De cigarras e formigas com grilos
-
(Fotos: )
Fábula revisitada
Velha história, a da cigarra e da formiga. A fábula, em bom português, vem assinada pelo parnasiano Olegário Mariano, inspirado em La Fontaine. Com um toque moderninho vai aí a nossa versão: a formiga batalhou o ano inteiro, armazenando comidinha para o inverno. E a cigarra, folgadita, desfilava canções de Noel Rosa e Chico Buarque de Holanda Ferreira. Cigarrinha nacionalista! Bate o inverno rigoroso e a cantora bate à porta da carregadeira, solicitando asilo. Enganou-se totalmente.
- Cantaste o ano todinho enquanto eu labutava? Um relento não faz mal a ninguém.
E a diva do samba faleceu.
Mas como tudo na vida não é definitivo, existem outros finais para o acontecido. Muda o personagem. Em vez da cigarra, o ´estrelo´ é um grilo. Bateu à porta do formigueiro e recebeu abrigo. Jogou a munheca num banjo, lembrando Marlene Dietrich em O anjo azul. E lascou: Oh, Susannah! Não era tão tradicional e nacionalista. Apelou para o ritmo estranja. Foi uma delícia para o formigueiro inteiro. As hospedeiras deram-lhe agasalhos e chá de rosa roxa.
Volta à cena a cigarra. Formiga dando duro e a outra cantando. Chega novamente a frígida estação. A operária esfrega as mãos, ansiosa por outras mãos que pedissem "um pedacito de pão, pelo amor de Deus!".
Não deu outra. Campainha tocou. Formiguinha, úmida de maldade, atendeu. Surpresa geral. Imaginem o visual: cigarra, cheia de estolas e visons, com carro importado, último modelo.

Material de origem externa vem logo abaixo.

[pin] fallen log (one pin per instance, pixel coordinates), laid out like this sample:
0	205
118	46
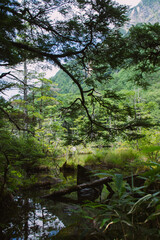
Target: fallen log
78	187
106	180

- Vim só dar um alô. Cantei o verão inteiro e vou passar o inverno em Paris. Vim saber se você quer alguma coisa de lá.
A formiguinha, frustradíssima e doida de raiva, não deixou por menos:
- Só uma coisa. Se encontrares um f... da p... chamado La Fontaine, manda-o à p... que o p...
Esta agora é a final e definitiva. Novamente o grilo. Dando uma de Pavarotti e a formiga na maior batalha. Surge um violento inverno e o grilo devora a anfitriã.
----------------------------------------
- Joias do cancioneiro popular brasileiro:
"Um passarinho me contou que a boa brisa lhe soprou quem aí bom tempo" - Chico Buarque de Holanda Ferreira
"Ai... que amar é se ir morrendo pela vida afora" - Vinícius de Moraes
"Eu não sou água pra me tratares assim, só na hora da sede é que procuras por mim" - Monsueto de Menezes
"Mulher, seja leal, você bota muita banca, infelizmente eu não sou jornal" - Vinícius
"Tristeza mora na favela, às vezes, ela sai por aí" - Sérgio Ricardo
"Quem duvidar, que duvide: a saudade em meu peito reside - Vadico
"O meu luto é a saudade, e a saudade não tem cor" - Noel Rosa
"Nunca mais vou fazer o que o meu coração pedir" - Antônio Maria
"Toda a quimera se esfuma como a brancura da espuma que se desmancha na areia" - Ary Barroso
"Tira o seu sorriso do caminho, porque eu quero passar com a minha dor" - Nelson Cavaquinho
"Conta ao meu coração histórias de crianças para que ele reviva velhas esperanças" - Pandiá Pires
"A vergonha é a herança maior que meu pai me deixou" - Lupicínio Rodrigues
"A sorrir eu pretendo levar a vida, pois chorando, eu vi a mocidade perdida" - Cartola
"Meu amor por ti são flores, tudo flores naturais" - Heitor dos Prazeres
"Os prantos eu transformei em versos, porque só nas rimas é que eu sei chorar" - Índio das Neves.